Monday, April 16, 2018

Richard Rorty

From Philosophy and the Mirror of Nature (paraphrased)

Personhood is a matter of decision rather than knowledge, an acceptance of another being into fellowship rather than a recognition of a common essence.

Knowledge of what pain is like or what red is like is attributed to beings on the basis of their potential membership in the community. Thus babies and the more attractive sorts of animal are credited with “having feelings” rather than (like machines or spiders) “merely responding to stimuli.” 

To say that babies know what heat is like, but not what the motion of molecules is like is just to say that we can fairly readily imagine them opening their mouths and remarking on the former, but not the latter. To say that a gadget that says “red” appropriately doesn't know what red is like is to say that we cannot readily imagine continuing a conversation with the gadget....
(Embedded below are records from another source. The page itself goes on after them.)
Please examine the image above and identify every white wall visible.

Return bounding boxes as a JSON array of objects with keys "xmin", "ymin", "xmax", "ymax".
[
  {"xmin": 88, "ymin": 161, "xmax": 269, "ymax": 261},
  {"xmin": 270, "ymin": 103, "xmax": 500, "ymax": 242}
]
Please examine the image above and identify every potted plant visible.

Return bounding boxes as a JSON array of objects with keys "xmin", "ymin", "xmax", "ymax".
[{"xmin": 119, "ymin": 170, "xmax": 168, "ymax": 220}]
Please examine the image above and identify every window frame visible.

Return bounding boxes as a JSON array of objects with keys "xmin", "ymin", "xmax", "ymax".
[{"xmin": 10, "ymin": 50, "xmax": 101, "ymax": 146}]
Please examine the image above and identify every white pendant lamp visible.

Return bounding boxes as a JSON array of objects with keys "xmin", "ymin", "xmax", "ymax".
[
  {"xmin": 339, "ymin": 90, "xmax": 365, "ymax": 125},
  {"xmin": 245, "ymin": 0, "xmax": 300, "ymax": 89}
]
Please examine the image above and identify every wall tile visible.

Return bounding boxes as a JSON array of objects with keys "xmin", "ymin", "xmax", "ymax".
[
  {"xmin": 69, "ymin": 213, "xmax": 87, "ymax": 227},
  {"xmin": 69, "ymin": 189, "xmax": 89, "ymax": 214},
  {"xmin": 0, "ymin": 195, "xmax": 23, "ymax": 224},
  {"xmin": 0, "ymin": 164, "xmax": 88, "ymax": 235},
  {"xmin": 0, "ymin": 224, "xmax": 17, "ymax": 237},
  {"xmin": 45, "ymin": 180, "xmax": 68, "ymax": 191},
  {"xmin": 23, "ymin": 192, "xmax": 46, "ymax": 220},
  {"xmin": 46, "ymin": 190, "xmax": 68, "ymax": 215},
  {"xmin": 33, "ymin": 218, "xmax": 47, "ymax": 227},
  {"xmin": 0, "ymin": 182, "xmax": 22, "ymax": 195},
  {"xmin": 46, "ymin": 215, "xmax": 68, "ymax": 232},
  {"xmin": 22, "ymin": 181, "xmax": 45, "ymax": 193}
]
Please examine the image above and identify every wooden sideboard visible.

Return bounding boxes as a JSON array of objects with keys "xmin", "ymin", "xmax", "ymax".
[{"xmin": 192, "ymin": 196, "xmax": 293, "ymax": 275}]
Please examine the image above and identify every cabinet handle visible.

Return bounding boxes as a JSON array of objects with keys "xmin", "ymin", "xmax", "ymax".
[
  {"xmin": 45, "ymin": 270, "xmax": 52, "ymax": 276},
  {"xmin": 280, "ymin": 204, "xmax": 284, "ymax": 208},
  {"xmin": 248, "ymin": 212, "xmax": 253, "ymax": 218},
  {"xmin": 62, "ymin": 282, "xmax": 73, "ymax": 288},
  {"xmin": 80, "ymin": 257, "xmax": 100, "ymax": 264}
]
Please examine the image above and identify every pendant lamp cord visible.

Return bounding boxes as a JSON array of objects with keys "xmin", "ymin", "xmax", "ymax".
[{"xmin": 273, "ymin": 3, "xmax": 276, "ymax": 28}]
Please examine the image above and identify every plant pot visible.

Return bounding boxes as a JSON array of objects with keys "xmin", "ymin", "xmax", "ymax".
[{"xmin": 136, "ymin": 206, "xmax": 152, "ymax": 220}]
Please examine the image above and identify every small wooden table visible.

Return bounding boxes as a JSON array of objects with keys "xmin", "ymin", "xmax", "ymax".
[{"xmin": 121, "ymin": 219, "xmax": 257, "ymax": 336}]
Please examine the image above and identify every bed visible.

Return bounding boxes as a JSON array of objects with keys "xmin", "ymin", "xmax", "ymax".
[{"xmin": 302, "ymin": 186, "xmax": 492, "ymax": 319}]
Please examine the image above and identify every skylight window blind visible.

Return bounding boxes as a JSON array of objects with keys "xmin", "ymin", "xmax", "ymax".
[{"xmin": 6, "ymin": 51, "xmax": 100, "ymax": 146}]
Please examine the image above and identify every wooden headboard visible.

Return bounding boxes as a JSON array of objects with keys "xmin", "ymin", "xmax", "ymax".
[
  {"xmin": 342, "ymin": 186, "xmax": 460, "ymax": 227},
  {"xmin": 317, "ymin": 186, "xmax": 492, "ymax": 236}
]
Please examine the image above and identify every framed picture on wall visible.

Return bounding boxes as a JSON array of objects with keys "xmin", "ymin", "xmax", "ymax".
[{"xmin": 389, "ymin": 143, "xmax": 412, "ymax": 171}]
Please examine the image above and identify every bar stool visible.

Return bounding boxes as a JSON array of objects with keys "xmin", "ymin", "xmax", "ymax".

Attribution of pre-linguistic awareness is merely a courtesy extended to potential or imagined fellow-speakers of our language. Moral prohibitions against hurting babies and the better-looking sorts of animals are not based on their possessions of feeling. It is, if anything, the other way around....

Rationality about denying civil rights to morons or fetuses or aboriginal tribes or blacks or Martians or trees is a myth. The emotions we have toward borderline cases depend on the liveliness of our imagination, and conversely.